When love connects us with our soul mate, we relive the same feelings we originally had as a new born, the sense of having always being connected, of being completed by the other person, of a fusion & melting of personalities, and of understanding and being understood. We say, “I can’t live without you.” (The same phenomena happens when we fall in love with Christ.) Our hearts will physically hurt to break up. We want a discerning soul mate who will know our inner self & comingle with us. Our soulmate’s love will save us from our isolation & separation. So we say, “Till Death do us part.” To merge we usually temporarily put our own reality on the shelf, yet the existence of differences will show itself. And when it fails, like it usually does, our heartbreak reminds us of our enduring isolation from humanity. “How could I have been so stupid?” We decide we were temporarily crazy to have fallen in love, and so terms like “madly in love” come into use. The fear of being alone helps propel people to stick with the herd and the herd’s approved solutions to life’s questions.

Every time we are wrong, on an unconscious level it reminds us how we are separate and disconnected to the universe (on our own emotional island like a Robinson Crusoe). So it is easy, in fact normal, to develop the prideful idea that we are always right. Love & pride are opposite ways to deal with our fallibility. We tell ourselves that we know ourselves better than anyone else knows us, so if we admit to ourselves that our worldview has an error, it means we are admitting fallibility, and that disturbingly makes us realize that even our own well-studied positions can be flawed. Isolated from ourselves!!! The conscious admission of an error can cause a chain reaction of change called conversion, which is the remaking of our entire self-image.
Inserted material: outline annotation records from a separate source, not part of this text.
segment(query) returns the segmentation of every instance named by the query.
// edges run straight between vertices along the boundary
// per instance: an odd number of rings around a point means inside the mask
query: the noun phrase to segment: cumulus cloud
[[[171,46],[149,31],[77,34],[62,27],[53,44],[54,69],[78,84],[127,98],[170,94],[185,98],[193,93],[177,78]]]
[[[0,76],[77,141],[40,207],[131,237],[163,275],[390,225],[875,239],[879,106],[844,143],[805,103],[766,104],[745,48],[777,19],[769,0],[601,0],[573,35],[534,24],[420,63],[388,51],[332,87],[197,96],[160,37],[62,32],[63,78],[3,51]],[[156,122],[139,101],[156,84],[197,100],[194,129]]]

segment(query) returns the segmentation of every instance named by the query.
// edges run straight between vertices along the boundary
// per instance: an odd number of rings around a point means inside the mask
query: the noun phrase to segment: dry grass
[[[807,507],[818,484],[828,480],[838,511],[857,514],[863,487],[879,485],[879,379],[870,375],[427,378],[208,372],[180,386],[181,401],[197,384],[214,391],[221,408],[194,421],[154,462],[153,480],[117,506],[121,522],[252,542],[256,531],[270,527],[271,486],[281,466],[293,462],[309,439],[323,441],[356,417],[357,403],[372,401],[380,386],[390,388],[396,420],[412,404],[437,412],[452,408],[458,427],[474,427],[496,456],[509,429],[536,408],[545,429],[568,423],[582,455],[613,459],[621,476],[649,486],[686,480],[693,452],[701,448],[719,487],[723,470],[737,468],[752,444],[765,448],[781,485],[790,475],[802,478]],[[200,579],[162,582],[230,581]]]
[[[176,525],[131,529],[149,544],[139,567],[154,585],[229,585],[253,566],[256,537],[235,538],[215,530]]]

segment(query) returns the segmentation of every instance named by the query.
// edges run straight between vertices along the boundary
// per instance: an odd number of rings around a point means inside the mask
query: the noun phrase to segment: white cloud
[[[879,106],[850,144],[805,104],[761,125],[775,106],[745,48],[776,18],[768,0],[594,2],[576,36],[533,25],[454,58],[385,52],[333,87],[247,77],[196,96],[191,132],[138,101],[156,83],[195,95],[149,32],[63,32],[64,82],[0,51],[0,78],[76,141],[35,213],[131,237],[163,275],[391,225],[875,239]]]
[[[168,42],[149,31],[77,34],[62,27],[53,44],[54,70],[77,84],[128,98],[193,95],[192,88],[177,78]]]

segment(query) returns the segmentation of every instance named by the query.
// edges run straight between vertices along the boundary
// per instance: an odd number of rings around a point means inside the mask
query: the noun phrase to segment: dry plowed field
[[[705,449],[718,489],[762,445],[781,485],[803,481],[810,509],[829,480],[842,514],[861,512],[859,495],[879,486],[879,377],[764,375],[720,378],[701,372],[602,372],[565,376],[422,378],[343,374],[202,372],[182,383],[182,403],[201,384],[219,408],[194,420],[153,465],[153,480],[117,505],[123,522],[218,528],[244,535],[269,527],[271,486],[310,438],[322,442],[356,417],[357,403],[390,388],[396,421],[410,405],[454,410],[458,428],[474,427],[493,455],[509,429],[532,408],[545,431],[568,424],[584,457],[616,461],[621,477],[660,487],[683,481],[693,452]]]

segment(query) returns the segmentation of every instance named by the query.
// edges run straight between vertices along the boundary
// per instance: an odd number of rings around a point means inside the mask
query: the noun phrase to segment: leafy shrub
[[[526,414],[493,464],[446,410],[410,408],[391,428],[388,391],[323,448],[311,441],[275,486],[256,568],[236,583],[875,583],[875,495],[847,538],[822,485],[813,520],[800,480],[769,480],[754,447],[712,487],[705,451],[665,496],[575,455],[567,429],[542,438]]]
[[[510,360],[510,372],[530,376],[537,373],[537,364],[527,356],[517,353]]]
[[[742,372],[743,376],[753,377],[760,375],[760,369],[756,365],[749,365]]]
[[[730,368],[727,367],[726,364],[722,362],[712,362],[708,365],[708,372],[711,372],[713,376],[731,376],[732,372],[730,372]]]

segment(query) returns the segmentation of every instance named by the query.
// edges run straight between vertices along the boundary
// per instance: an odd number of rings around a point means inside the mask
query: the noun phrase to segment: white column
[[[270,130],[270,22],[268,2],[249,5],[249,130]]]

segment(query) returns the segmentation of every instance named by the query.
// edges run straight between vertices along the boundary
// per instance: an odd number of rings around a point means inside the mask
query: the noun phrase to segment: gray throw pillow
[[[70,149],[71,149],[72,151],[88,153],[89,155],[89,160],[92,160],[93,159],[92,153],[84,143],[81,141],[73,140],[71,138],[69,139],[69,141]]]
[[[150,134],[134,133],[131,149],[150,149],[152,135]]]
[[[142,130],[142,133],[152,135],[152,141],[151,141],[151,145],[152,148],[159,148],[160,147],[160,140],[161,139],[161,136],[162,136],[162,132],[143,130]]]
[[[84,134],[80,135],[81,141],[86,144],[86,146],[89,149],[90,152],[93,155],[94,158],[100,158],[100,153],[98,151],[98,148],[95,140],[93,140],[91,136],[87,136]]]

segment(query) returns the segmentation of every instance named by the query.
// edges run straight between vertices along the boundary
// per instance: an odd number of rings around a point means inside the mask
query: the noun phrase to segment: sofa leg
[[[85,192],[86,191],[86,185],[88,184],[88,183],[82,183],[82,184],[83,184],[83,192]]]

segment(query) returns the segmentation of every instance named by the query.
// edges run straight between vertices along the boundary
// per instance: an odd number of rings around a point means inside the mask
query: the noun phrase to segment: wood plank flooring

Errors at one level of the mind are seen as alienation from the self, and the reminder that we are fallible and that the world can surprise us because we are isolated from it.

In reality, our self-knowledge is often shaky, incomplete & inaccurate. And the inner reality of other people is just as important to God as ours, but ours in the only one we are in touch with unless through love we merge with another person or with God’s Spirit. Without true love we resort to extrapolating about others using our own experiences. While our self-understanding is flawed, our perceptions about others (based on our own internal mechanisms) can be really flawed, & no matter how many years we are with them, we don’t gain understanding because we build on flawed foundations to begin with.

So all these things came into play in the story I listened to for 3 days solid while locked in a cell with another inmate. All of a sudden he intuitively perceived my understanding, & began telling the detailed story of his love affair with his soul mate. No matter how much they loved each other, being together always destroyed each other. She was a programmed multiple, although he had no concept of MPD (DID). I tried to explain his life as best I could, as I fought the tears back. We can love others so much, but that does not mean things will work for the best, that we are good for each other, or that we can save the relationship. The government says one can divorce if you are incompatible, which ignores the reality that most couples are incompatible—they only fused by ignoring temporarily their differences. Reality is where marriages work out their incompatibilities. How to use differences (just like using our mistakes) constructively is another topic for another day.